1) What’s moving the stock
The Hartford’s stock is rising today as the market leans into a post-earnings “valuation reset” narrative reinforced by fresh analyst activity. The most recent notable action is Mizuho raising its price target to $159 from $158 and reiterating an Outperform rating on April 28, 2026, framing the change as a valuation roll-forward while updating earnings estimates after the quarter. (in.investing.com)
2) The fundamental backdrop: Q1 results and capital return
Hartford reported first-quarter 2026 results on April 23, 2026, posting net income available to common stockholders of $851 million ($3.04 per diluted share) and core earnings of $866 million ($3.09 per diluted share). The company also highlighted that it returned $617 million to stockholders in the quarter, including $450 million in share repurchases and $167 million in common dividends—supporting the idea that capital return can cushion the stock when underwriting results are stable. (s203.q4cdn.com)

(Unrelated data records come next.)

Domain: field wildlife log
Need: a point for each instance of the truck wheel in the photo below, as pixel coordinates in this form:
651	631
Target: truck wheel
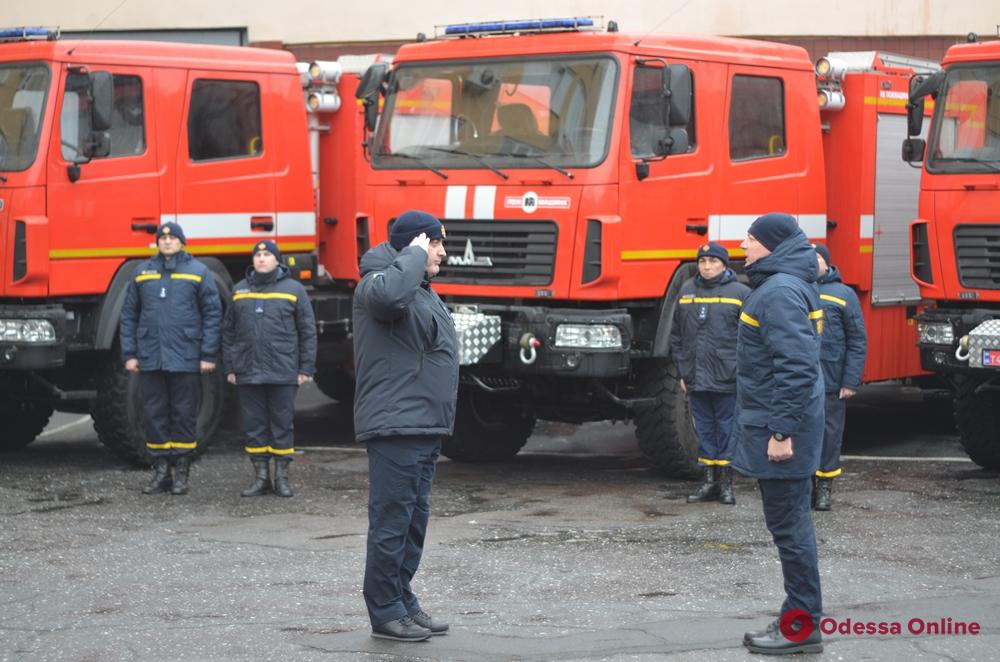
977	417
665	431
118	414
336	383
22	422
487	428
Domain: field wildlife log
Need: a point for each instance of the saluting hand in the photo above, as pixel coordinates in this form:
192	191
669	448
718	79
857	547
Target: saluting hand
423	241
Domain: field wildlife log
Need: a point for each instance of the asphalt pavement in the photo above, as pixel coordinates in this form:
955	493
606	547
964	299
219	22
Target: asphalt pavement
573	550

3) Why the tape likes it now
Even with a reported earnings miss versus consensus estimates cited by Mizuho (EPS $3.09 vs. $3.39 forecast), the stock’s reaction is being driven by investors focusing on durability of core earnings and the path to higher forward-year earnings power. Mizuho’s update also maintained above-consensus longer-dated expectations (notably for fiscal 2027 and 2028 in its framework), which can encourage buyers to look through near-term noise and re-anchor on normalized profitability and underwriting discipline. (in.investing.com)
4) What to watch next
Near-term, attention is likely to stay on (1) any additional target changes and rating actions following Q1, (2) whether catastrophe losses remain contained as the year progresses, and (3) the pace of repurchases relative to underwriting and investment income trends. With HIG now trading around the mid-$130s, incremental changes in forward EPS assumptions and combined ratio expectations can translate quickly into price-target math, making the stock sensitive to both macro rate moves and loss-cost updates.